Halkın Kurtuluş Partisi Programı’nda Köylü Meselesi başlığı altında, gerek üreticinin gerekse tüketicinin sorunlarının gerçek çözümü ortaya konur. Nasıl mı?
“9- SERBESTLİK: (…)Bugünkü gibi insanlarımız, açlıktan dolayı köylerini terk ederek büyük şehir varoşlarına iş bulma ümidiyle, sırtlarında yorganlarıyla gelmek zorunda kalmayacak. Bugün, tarım ürünlerinin fiyatları yerinde sayarken, mazot, gübre, zirai ilaç, tohumluk fiyatları sürekli artmaktadır. O yüzden köylümüz üretemez duruma düşürülmüştür. Ekip ürettiği zaman bir şey kazanamadığı gibi, eline geçen para girdi maliyetlerini bile karşılayamadığı için bir de borçlu duruma düşmektedir. Bu sebepten, doğup büyüdüğü köyünü, toprağını bırakarak, ne olursa olsun deyip büyük şehir varoşlarına akın etmektedir. Ne yazık ki buralarda da onu yeni felaketler beklemektedir.
Kurtuluş Partisi bu duruma son verecektir. Köyler, insanca yaşanılan yerler haline getirilecektir.”
“4- KREDİ: (…)Devlete olan borcun 12 misli, banka borcunun 6 misli olan faizci borçlarıyla, köylünün sömürülmesi önlenecek. Üretim Kooperatifleri kanalıyla verilen ödünçlerin taksitleri, ürün alınınca tahsil olunacak. Kredi, güçlü çiftçilerden ziyade, güçsüz köylüye sağlanacak. İpotek ve teminat yerine, kooperatif ve köylü örgütlerinin kefaleti ve sorumluluğu geçecek.

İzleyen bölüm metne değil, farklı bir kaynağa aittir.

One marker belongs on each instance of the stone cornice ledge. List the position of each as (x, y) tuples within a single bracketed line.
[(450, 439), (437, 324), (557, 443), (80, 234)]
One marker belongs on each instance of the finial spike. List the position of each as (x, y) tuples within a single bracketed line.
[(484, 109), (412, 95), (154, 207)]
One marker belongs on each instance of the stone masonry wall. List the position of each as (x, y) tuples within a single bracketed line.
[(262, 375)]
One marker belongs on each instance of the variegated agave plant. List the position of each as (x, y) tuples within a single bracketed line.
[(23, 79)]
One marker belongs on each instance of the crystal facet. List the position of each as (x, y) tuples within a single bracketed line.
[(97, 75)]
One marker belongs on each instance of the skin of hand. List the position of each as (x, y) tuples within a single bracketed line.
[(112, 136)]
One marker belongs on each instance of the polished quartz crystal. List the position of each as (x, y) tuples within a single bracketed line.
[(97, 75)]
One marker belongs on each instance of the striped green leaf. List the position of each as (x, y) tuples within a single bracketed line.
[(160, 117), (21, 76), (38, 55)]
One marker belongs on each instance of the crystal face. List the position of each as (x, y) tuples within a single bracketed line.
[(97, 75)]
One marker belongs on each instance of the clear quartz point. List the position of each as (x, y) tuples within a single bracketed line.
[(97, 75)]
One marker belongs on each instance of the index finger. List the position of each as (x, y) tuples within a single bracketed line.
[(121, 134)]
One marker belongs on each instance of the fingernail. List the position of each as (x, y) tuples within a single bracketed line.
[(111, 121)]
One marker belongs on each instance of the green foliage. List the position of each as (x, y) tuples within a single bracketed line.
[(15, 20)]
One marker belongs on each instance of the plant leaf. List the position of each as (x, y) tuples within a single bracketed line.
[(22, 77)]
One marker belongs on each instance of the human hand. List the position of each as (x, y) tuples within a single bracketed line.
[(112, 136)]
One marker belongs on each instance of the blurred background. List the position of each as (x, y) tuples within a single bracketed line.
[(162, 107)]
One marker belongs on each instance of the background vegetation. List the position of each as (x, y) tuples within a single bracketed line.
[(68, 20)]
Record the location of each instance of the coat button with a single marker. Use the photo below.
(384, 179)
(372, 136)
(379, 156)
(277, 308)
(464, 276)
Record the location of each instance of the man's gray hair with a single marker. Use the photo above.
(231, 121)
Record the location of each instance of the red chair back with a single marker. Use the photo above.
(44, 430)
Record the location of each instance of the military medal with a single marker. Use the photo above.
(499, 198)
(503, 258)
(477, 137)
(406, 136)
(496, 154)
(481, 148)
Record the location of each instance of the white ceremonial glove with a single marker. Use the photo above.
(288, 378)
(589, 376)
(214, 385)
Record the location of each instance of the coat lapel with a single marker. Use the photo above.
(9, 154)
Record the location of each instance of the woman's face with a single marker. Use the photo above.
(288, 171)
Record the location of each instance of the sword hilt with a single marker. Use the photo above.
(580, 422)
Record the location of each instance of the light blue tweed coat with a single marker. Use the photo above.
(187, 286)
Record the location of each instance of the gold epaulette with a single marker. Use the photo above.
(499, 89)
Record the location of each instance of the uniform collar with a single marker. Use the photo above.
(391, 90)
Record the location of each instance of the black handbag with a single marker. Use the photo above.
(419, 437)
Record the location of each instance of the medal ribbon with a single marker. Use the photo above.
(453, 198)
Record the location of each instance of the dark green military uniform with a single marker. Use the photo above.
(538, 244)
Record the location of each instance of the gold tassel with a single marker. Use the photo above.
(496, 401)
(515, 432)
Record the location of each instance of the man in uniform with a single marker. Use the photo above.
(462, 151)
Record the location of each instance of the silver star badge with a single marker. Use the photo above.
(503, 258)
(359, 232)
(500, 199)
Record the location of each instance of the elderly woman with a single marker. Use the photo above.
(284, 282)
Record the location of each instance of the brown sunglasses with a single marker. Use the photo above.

“15- FİYAT POLİTİKASI: Tarım ürünleri aleyhine, sanayi ürünlerinin fiyat artışı durdurulacak. Köy ürünlerinin gerçek köylü kooperatifleri eliyle ihracatı kolaylaştırılacak, Ofisin yönetim ve kontrolü köylü örgütlerine bırakılacak. Modern üretim küçük ekincilere kadar götürülerek tüm tarım ürünlerinin maliyet fiyatları indirilecek.” (HKP Tüzük ve Programı’ndan)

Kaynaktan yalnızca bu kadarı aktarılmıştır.